In both clinics, he would see the effects of mouth diseases caused by tobacco products. He decided to do something about it. Twice a week, closing his clinic, he would go to Tata Memorial Hospital, India’s premier cancer care facility, to collect data on patients, their habits and the socio-economic impact on their families.

He then launched a website on oral cancer, with simple information and pictures to help lay people understand the risks of tobacco use. And he began making presentations to corporations and dental associations. He also made a documentary, Tobacco Kills. “Tata Hospital was more than generous in helping us with cameras and other equipment. We managed to get the voice of Harish Bhimani for the documentary.”

In 2007, Dr. Darvekar was doing well enough to buy a piece of land at Dahanu, just across the Gujarat border.

It wasn’t for a holiday home, however; he began using it to help the tribal people of the region. He started with free dental camps, then full-scale medical camps. Thanks to the goodwill he had earned, he was able to bring in gynaecologists, paediatricians, cardiac surgeons, dermatologists, and specialists in diseases like tuberculosis and diabetes. And all this was “totally a self-funded initiative. The doctors were quite supportive and never charged anything.”

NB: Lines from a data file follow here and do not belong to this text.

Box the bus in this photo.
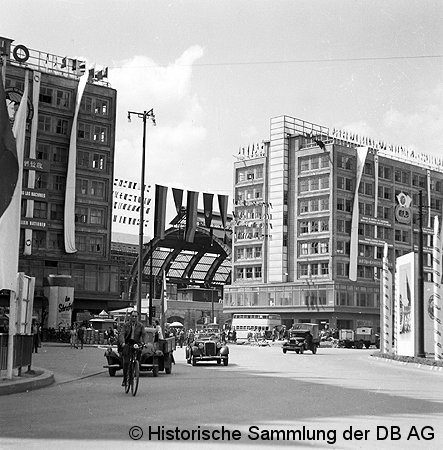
[231,314,281,341]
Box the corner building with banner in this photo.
[0,38,127,325]
[223,116,443,331]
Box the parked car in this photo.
[186,333,229,366]
[103,327,175,377]
[282,323,320,355]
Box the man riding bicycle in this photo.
[118,311,148,386]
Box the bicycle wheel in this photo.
[131,360,140,396]
[125,361,134,393]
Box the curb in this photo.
[0,367,55,395]
[371,356,443,372]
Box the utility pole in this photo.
[128,109,156,324]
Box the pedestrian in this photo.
[77,323,85,349]
[69,324,78,348]
[31,320,40,353]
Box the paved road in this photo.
[0,346,443,449]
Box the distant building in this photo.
[224,116,443,328]
[0,38,123,319]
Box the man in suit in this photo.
[118,311,148,386]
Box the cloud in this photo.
[109,46,207,184]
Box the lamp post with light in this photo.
[128,109,156,323]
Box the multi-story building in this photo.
[224,116,443,328]
[0,38,123,319]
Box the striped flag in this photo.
[0,72,29,291]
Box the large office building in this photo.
[223,116,443,328]
[0,38,122,319]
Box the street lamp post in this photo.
[128,109,156,320]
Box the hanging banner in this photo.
[349,147,369,281]
[380,242,392,353]
[203,193,214,228]
[395,252,417,356]
[434,216,443,359]
[64,73,88,253]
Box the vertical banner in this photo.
[349,147,368,281]
[434,216,443,359]
[64,73,88,253]
[203,193,214,228]
[380,242,392,353]
[0,71,29,292]
[154,184,168,239]
[45,286,74,329]
[186,191,198,242]
[23,70,41,255]
[172,188,183,214]
[395,252,417,356]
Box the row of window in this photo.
[38,114,109,144]
[20,229,105,255]
[298,155,329,173]
[298,175,329,192]
[298,197,329,214]
[235,246,262,261]
[236,165,263,183]
[235,266,262,280]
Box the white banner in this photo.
[349,147,369,281]
[434,216,443,359]
[380,242,392,353]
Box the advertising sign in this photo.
[395,252,416,356]
[45,286,74,329]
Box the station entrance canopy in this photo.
[128,225,232,300]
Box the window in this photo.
[36,143,49,161]
[94,98,109,116]
[77,150,89,168]
[90,208,104,225]
[56,90,71,108]
[75,206,88,223]
[38,114,51,133]
[94,125,108,144]
[33,200,48,219]
[51,203,64,221]
[52,175,66,191]
[39,86,53,105]
[92,153,105,170]
[77,122,92,141]
[55,119,69,135]
[52,146,68,163]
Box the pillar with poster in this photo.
[44,275,74,329]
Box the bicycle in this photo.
[125,344,143,396]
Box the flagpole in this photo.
[128,109,155,325]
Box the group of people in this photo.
[69,322,86,349]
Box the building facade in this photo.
[0,38,125,320]
[223,116,443,328]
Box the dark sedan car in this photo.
[186,333,229,366]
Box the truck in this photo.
[282,323,320,355]
[338,327,380,348]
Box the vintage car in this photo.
[103,327,175,377]
[282,323,320,355]
[186,332,229,366]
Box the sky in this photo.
[0,0,443,236]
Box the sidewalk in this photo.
[0,342,105,395]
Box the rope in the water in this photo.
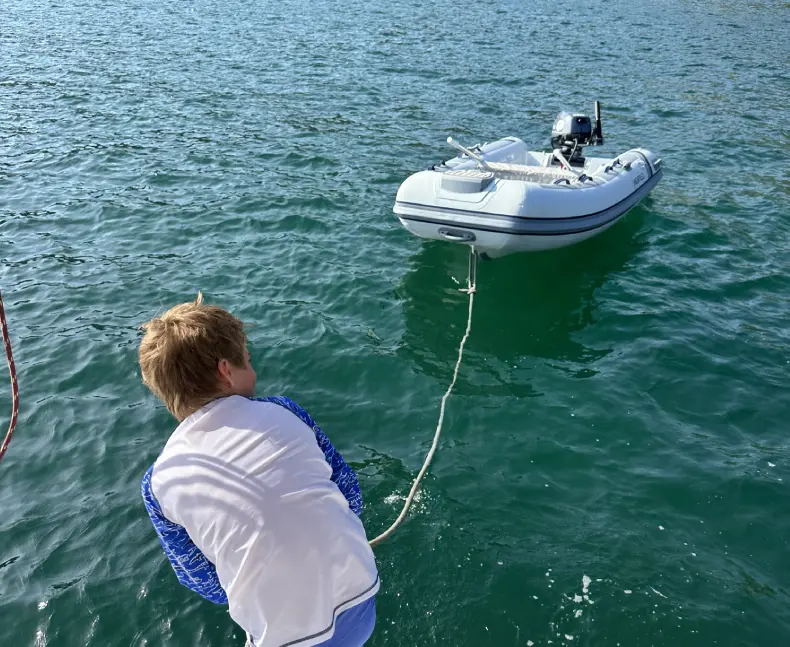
[0,292,19,460]
[369,247,477,547]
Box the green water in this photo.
[0,0,790,647]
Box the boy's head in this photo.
[139,293,255,421]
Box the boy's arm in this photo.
[256,396,362,516]
[142,466,228,604]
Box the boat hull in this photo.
[394,138,662,258]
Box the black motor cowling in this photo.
[551,101,603,164]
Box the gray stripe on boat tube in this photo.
[395,170,662,236]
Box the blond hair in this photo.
[139,292,247,421]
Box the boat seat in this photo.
[486,162,576,184]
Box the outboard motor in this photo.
[551,101,603,166]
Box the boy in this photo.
[139,294,379,647]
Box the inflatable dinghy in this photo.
[393,101,662,258]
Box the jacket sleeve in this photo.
[256,396,363,516]
[142,466,228,604]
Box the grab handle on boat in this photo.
[447,137,491,171]
[439,227,477,243]
[554,148,579,177]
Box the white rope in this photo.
[369,247,477,547]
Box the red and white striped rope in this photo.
[0,292,19,460]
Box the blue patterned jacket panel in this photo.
[142,396,362,604]
[142,465,228,604]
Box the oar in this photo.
[447,137,493,171]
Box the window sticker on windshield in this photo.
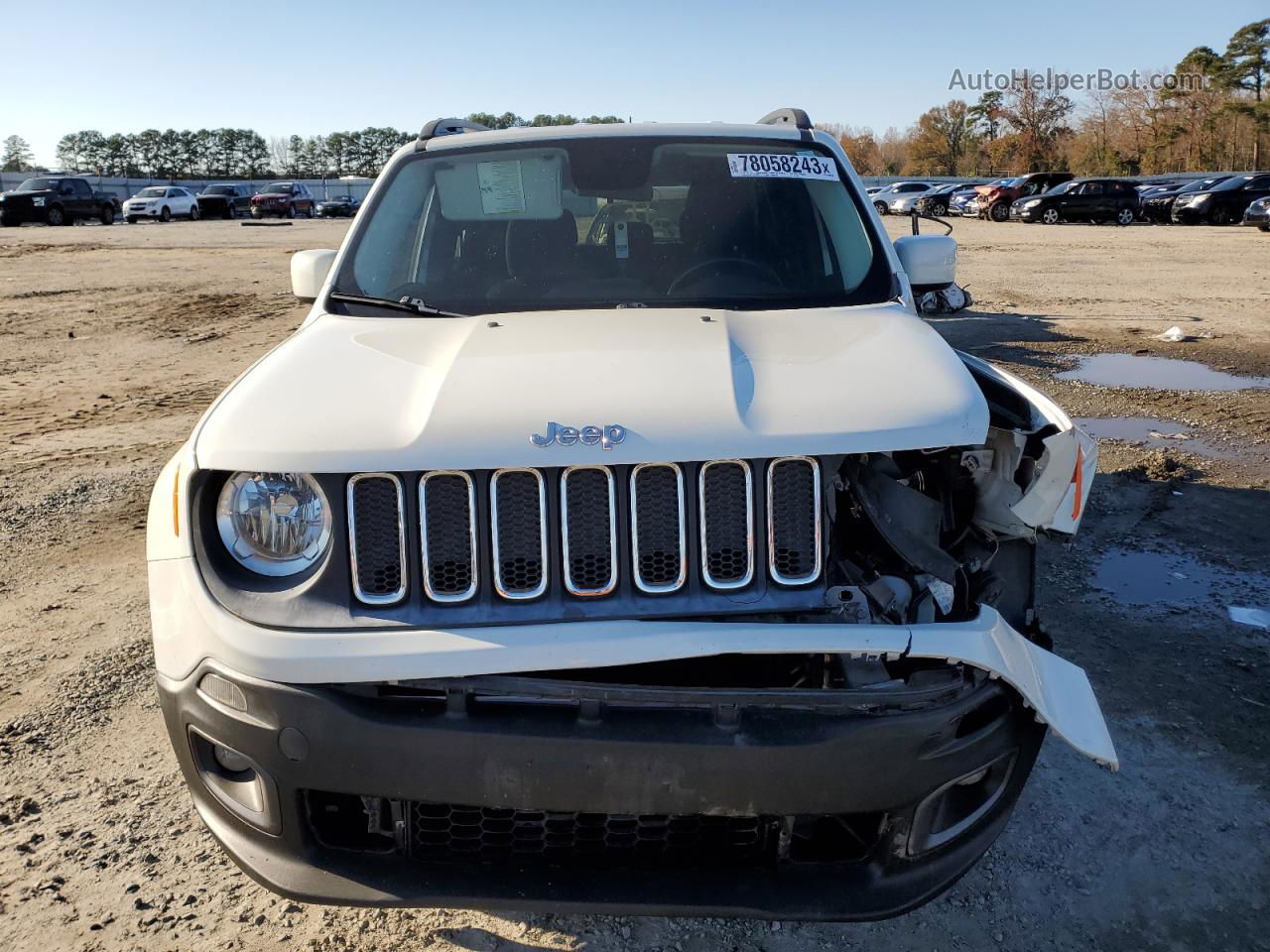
[727,153,838,181]
[476,159,525,214]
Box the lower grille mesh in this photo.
[410,802,776,866]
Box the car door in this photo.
[66,178,95,218]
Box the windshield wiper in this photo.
[327,291,471,317]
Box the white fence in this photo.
[0,172,375,202]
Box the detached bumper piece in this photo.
[159,663,1045,920]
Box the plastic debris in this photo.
[1225,606,1270,631]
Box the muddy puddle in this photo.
[1076,416,1265,462]
[1054,354,1270,393]
[1093,548,1270,616]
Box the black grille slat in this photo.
[490,470,546,598]
[631,463,686,591]
[767,457,821,585]
[560,467,617,595]
[348,473,405,604]
[701,459,754,589]
[419,472,476,602]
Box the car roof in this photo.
[424,122,802,153]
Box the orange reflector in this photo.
[1072,447,1084,520]
[172,464,181,536]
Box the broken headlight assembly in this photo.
[216,472,331,577]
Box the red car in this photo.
[961,172,1076,221]
[251,181,317,218]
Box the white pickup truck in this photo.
[149,109,1116,919]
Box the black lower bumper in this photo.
[159,665,1045,920]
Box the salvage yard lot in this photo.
[0,218,1270,952]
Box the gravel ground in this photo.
[0,219,1270,952]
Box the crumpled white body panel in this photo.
[150,557,1117,770]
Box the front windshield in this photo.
[1209,176,1252,191]
[335,139,890,313]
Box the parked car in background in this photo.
[0,176,118,227]
[871,181,931,214]
[1139,176,1230,225]
[961,172,1076,221]
[913,181,983,216]
[196,181,251,218]
[1172,173,1270,225]
[1243,198,1270,231]
[1010,178,1138,225]
[123,185,199,225]
[251,181,318,218]
[318,195,362,218]
[949,178,1008,217]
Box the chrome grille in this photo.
[698,459,754,589]
[767,456,821,585]
[419,471,476,602]
[348,472,405,606]
[489,470,548,598]
[348,457,825,606]
[560,466,617,597]
[631,463,687,593]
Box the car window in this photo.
[334,137,890,318]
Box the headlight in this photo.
[216,472,331,576]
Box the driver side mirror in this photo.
[895,235,956,295]
[291,248,335,300]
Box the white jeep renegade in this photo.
[149,109,1116,919]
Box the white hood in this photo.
[194,304,988,472]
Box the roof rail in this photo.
[758,109,812,132]
[414,119,489,153]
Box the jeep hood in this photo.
[194,304,988,472]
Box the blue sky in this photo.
[10,0,1267,163]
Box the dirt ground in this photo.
[0,219,1270,952]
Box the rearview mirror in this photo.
[895,235,956,295]
[291,248,335,300]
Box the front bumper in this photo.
[159,663,1045,920]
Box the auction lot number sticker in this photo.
[727,153,838,181]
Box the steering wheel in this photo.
[666,258,784,298]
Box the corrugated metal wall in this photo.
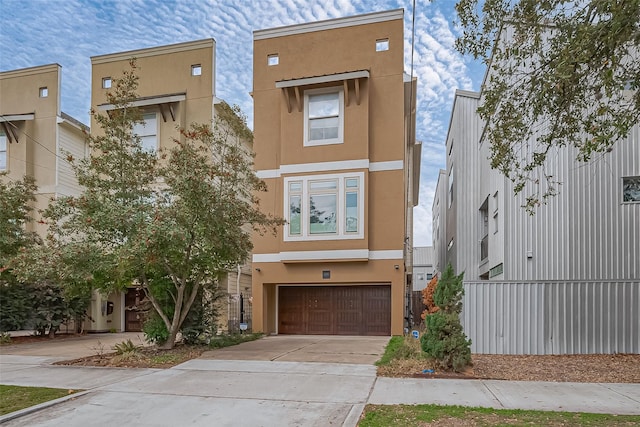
[462,281,640,354]
[504,126,640,280]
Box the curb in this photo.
[0,390,91,424]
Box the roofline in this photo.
[253,9,404,40]
[444,89,482,147]
[0,62,62,79]
[91,38,216,64]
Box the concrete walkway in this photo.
[0,337,640,426]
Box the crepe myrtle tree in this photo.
[456,0,640,213]
[18,60,282,349]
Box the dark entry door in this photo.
[278,285,391,336]
[124,288,144,332]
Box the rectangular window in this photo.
[284,172,364,241]
[133,113,158,153]
[376,39,389,52]
[304,88,344,146]
[0,131,7,170]
[267,53,280,67]
[622,176,640,202]
[449,165,453,207]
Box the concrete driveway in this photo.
[200,335,390,365]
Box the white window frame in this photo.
[283,172,365,242]
[133,112,160,153]
[304,86,344,147]
[0,130,9,171]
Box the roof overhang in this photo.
[276,70,369,113]
[0,113,36,123]
[276,70,369,88]
[98,93,187,122]
[0,113,36,144]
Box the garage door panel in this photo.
[278,285,391,335]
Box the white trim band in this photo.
[252,249,403,262]
[256,159,404,179]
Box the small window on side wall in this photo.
[267,53,280,67]
[622,176,640,203]
[376,39,389,52]
[304,88,344,146]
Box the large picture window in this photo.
[284,172,364,240]
[304,88,344,146]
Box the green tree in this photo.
[456,0,640,213]
[421,264,471,372]
[16,61,282,348]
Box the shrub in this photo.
[142,311,169,345]
[113,340,138,355]
[421,264,471,372]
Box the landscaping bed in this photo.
[378,337,640,383]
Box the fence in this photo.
[462,281,640,354]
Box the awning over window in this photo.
[0,113,36,144]
[276,70,369,113]
[98,93,187,122]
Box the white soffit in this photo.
[98,93,187,111]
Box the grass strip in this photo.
[0,384,79,415]
[358,405,640,427]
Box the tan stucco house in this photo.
[252,10,420,335]
[0,64,88,241]
[87,39,251,331]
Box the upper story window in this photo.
[133,113,158,153]
[0,131,7,170]
[284,172,364,241]
[304,88,344,146]
[267,53,280,67]
[449,165,453,207]
[376,39,389,52]
[622,176,640,202]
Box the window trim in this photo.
[303,86,344,147]
[133,111,160,154]
[621,175,640,205]
[283,172,365,242]
[0,130,9,171]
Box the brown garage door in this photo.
[278,285,391,335]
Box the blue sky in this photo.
[0,0,484,246]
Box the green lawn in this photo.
[0,384,78,415]
[358,405,640,427]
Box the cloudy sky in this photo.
[0,0,484,246]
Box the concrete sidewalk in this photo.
[0,334,640,426]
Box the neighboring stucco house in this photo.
[86,39,251,331]
[433,81,640,354]
[252,10,420,335]
[0,64,88,237]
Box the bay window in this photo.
[284,172,364,241]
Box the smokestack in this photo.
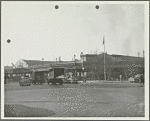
[74,54,76,61]
[59,56,61,62]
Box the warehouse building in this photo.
[5,53,144,80]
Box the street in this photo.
[4,81,144,117]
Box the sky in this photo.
[1,1,146,65]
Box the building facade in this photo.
[80,53,144,80]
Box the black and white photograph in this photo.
[1,1,149,120]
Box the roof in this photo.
[23,59,79,66]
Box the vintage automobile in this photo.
[129,74,141,83]
[63,74,78,83]
[129,77,134,83]
[19,77,32,86]
[134,74,141,83]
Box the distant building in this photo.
[10,53,144,80]
[80,53,144,79]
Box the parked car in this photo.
[63,77,78,83]
[129,74,141,83]
[129,77,134,83]
[134,74,141,83]
[19,78,32,86]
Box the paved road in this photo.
[5,81,144,117]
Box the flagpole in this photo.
[103,35,106,81]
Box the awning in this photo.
[35,68,49,72]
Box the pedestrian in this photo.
[141,74,144,85]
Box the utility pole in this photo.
[103,36,106,81]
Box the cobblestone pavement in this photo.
[5,82,144,117]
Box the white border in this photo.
[1,1,149,120]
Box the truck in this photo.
[47,67,65,85]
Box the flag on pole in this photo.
[102,36,105,45]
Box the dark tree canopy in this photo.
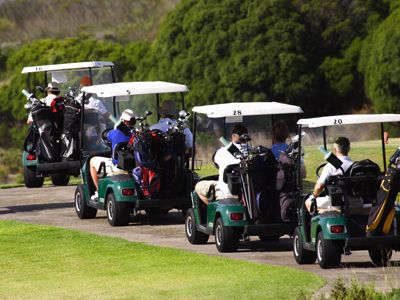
[360,8,400,113]
[150,0,388,114]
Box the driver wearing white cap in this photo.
[26,81,61,125]
[90,109,136,201]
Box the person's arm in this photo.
[313,182,325,197]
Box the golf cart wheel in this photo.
[258,234,281,242]
[185,208,209,244]
[293,227,317,265]
[144,208,162,216]
[106,193,131,226]
[24,167,44,188]
[215,218,240,252]
[51,174,69,186]
[368,249,393,267]
[75,184,97,219]
[316,231,342,269]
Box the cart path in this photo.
[0,186,400,293]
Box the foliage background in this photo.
[0,0,400,148]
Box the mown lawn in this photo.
[0,221,324,299]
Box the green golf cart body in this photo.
[185,102,302,252]
[75,81,192,226]
[22,61,115,188]
[293,114,400,268]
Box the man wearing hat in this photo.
[195,124,247,204]
[75,75,118,124]
[305,136,353,212]
[26,81,61,125]
[90,109,136,201]
[150,100,193,149]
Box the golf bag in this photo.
[129,130,161,198]
[31,101,61,162]
[276,153,297,222]
[61,99,81,160]
[159,132,185,197]
[366,166,400,235]
[244,146,279,222]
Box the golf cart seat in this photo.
[223,164,241,196]
[326,159,382,215]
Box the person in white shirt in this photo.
[195,124,247,204]
[305,136,353,212]
[26,81,61,125]
[150,100,193,149]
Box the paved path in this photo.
[0,186,400,293]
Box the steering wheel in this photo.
[100,128,113,148]
[315,163,327,178]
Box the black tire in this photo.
[24,167,44,188]
[51,174,69,186]
[368,249,393,267]
[144,208,162,216]
[106,193,131,226]
[75,184,97,219]
[215,218,240,252]
[293,227,317,265]
[316,231,342,269]
[185,208,209,244]
[258,234,281,242]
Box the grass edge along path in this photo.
[0,221,325,300]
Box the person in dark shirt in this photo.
[90,109,136,201]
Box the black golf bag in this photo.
[61,99,81,160]
[160,132,185,197]
[366,166,400,235]
[129,130,162,198]
[239,146,279,222]
[28,101,61,162]
[276,153,297,222]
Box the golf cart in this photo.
[22,61,115,188]
[185,102,303,252]
[293,114,400,268]
[75,81,192,226]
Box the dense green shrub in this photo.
[360,8,400,113]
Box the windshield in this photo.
[301,123,398,193]
[28,67,113,98]
[195,114,297,177]
[83,93,188,153]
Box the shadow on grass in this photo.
[0,202,74,215]
[338,260,400,269]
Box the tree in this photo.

He knew he was doing much-needed good work, but he was also aware that he was quite literally treating the symptoms. As long as the people of the region were trapped in the vicious cycle of poverty, they would continue to need help. There was one way out, though, and he knew it first-hand: education.

But how could a dentist help with that?

Getting the kids to school

“The government has been providing free education to tribals,” he says, “but most high schools were five, seven kilometres away from their villages. That was one reason why kids were quitting school.” Urban luxuries like school buses were out of the question in these areas.

What if he could help children get to school in another way?

He decided to raise money for bicycles. “I formed a WhatsApp group of some like-minded people, and within an hour’s time I got money for 14 cycles!” The Trust then contacted the local village sarpanch and identified the first lot of recipients.

Concept proven, he launched a full-fledged fund-raiser. “Within two days of pitching the idea, I was able to raise money for 65 cycles, which we distributed in batches.” He had been updating the Trust’s Facebook page, and Dipesh Jain, a cycling enthusiast friend, saw the posts and organised a cycling expedition between Mumbai and Goa to raise money for 100 more bicycles.

The Trust does not just donate bicycles; the scheme is contributory: for each cycle, the Trust pays Rs. 2,500 and the recipient puts in Rs. 1,500. He did this because he felt that if the recipient’s family also put in money, they would feel a stronger sense of responsibility and ownership. So far, the Trust has distributed 151 bicycles; 77 have gone to girl students.

Dr. Darvekar isn’t quite satisfied with the difference he and his family have made. (While much of the cost of the cycles has come from friends’ contributions, the doctor and his family do the running around.)

His next idea: to lease out the Dahanu property for a skill-development school. “We want that even if someone has not got formal education, he can at least have the skills to earn a livelihood. I am ready to give my place. But someone needs to come forward to build the infrastructure.”